October 22nd, 2003 · No Comments

Monday set a record for the amount of rain – 5.02 inches in Seattle! Record Rain Hits Rainy City The previous record was 3.41 inches set in 1959.

It was a hard day for our family. The girls were tired after staying up late Sunday night. So they were cranky. I was tired too. And cranky too.

Plus we had all been spoiled by the sunny dry days, by our extended too-good-to-believe Indian summer in Seattle. Rain adds time to our travels, since we now have to put on coats, zip and snap them up, before going out the door. And then the car seat belts need to be adjusted to accommodate the coats. Driving requires more caution. Life takes longer in the rain. Wet days go slower.

Abigail had swimming lessons Monday afternoon, so we all had to get out the door and go out in the rain. I was unhappy about how my day had gone, what I had hoped to get done, and what was left undone. Too many interruptions for me. When I woke the girls from their naps, one cried, wanting to sleep more, and the other cried that she hadn’t slept at all. I found myself feeling like a rancher, prodding cattle, getting the children out the door in slow motion. Abigail and Michaela put on their coats and went out our back door onto the deck, while I put on my shoes and coat and grabbed the baby.

We were on the verge of being late to Abigail’s lesson. We would need to hurry to be on time. I felt overwhelmed by the work and by the amount of effort it seemed to be taking on a rainy Monday afternoon. I felt even more frustrated. When I looked outside and saw the girls were just standing on the deck, making nonsense noises, I felt annoyed with them. Why didn’t they walk down the steps to the garage? Why weren’t they more helpful in this moment?

As I shut the door, I was about to scold the girls. Then I saw what they were doing. Standing there in their red raincoats, hoods over their heads, Abigail and Michaela were sticking out their tongues, saying “AAAh” loudly.

“We’re tasting the rain!” They giggled.

Tasting the rain. But we’re still about to be late. So I hurried them onward, down the deck steps, holding baby and swim bag. I watched Abigail and Michaela make their way in the rain, prodding them with words, trying to motivate them to move.

Then down at the garage I caught a glimpse of myself. The glass window in the side door gave me a reflection that frigthened me. In my black raincoat, the hood too large for my head, I resembled a villain. My face was shaded in the dark, eyes hidden, my nose pale and prominent. I looked a bit like Darth Siddius from Star Wars or a bit like the Ringwraith riders in Lord of the Rings, or a spooky figure from a haunted Halloween house. I looked evil.

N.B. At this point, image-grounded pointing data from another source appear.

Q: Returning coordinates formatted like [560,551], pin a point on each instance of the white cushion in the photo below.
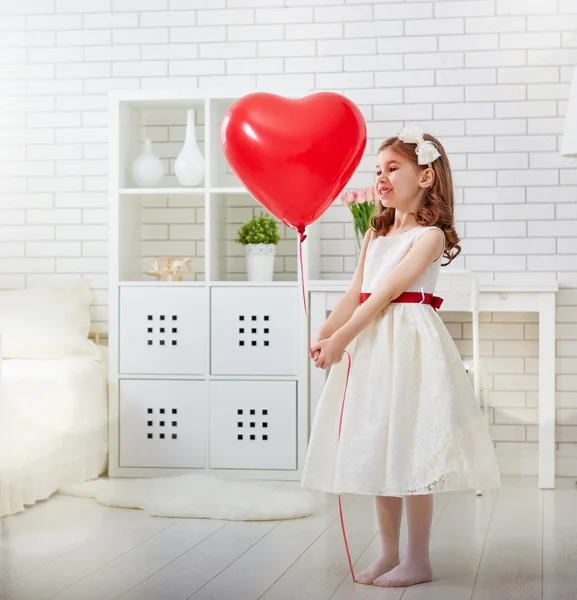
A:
[46,323]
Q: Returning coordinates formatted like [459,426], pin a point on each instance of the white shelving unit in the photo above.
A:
[210,373]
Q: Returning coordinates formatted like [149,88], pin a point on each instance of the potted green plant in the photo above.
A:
[259,236]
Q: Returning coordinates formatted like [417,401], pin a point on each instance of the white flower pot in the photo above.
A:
[260,261]
[189,165]
[147,169]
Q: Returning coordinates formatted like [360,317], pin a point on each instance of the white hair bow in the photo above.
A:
[426,150]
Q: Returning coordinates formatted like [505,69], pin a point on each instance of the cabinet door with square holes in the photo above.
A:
[162,330]
[254,331]
[253,425]
[162,423]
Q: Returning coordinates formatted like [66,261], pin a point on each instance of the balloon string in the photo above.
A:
[302,238]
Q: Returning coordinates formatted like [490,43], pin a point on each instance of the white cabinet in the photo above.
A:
[213,343]
[162,423]
[254,331]
[162,330]
[253,425]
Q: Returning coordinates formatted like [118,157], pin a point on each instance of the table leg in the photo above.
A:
[547,353]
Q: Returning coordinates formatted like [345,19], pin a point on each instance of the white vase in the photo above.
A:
[147,169]
[189,165]
[260,261]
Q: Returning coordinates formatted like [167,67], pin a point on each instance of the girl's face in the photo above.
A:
[399,182]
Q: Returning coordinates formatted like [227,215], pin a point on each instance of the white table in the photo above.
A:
[323,295]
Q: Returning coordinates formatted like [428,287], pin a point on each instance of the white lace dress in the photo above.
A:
[411,422]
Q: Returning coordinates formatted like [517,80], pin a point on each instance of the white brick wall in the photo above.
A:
[490,77]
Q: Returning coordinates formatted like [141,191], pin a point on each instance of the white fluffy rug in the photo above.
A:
[199,496]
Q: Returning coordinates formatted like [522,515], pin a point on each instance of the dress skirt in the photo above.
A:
[411,421]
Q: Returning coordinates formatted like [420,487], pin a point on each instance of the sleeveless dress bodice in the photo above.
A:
[411,423]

And I felt evil. Who am I? I thought to myself. What kind of mom am I? Why won’t I let them enjoy tasting the rain? Why can’t I laugh with them?

As I buckled up the girls and then backed the van out of the driveway I prayed.
Raindrops ran down the windshield, wipers pushing it away. The rain was flowing, even flooding our yard, water washing over the earth.

God, wash me. Wipe away the evil. Make me new. Make me a new mom.

In the pool parking lot, we got out of the van. As I grabbed Elisabeth from her baby seat on one side, I saw the girls already out on the other side of the van. There they were, their red hoods side by side, sticking out their tonges again, smiling. And this time I smiled too.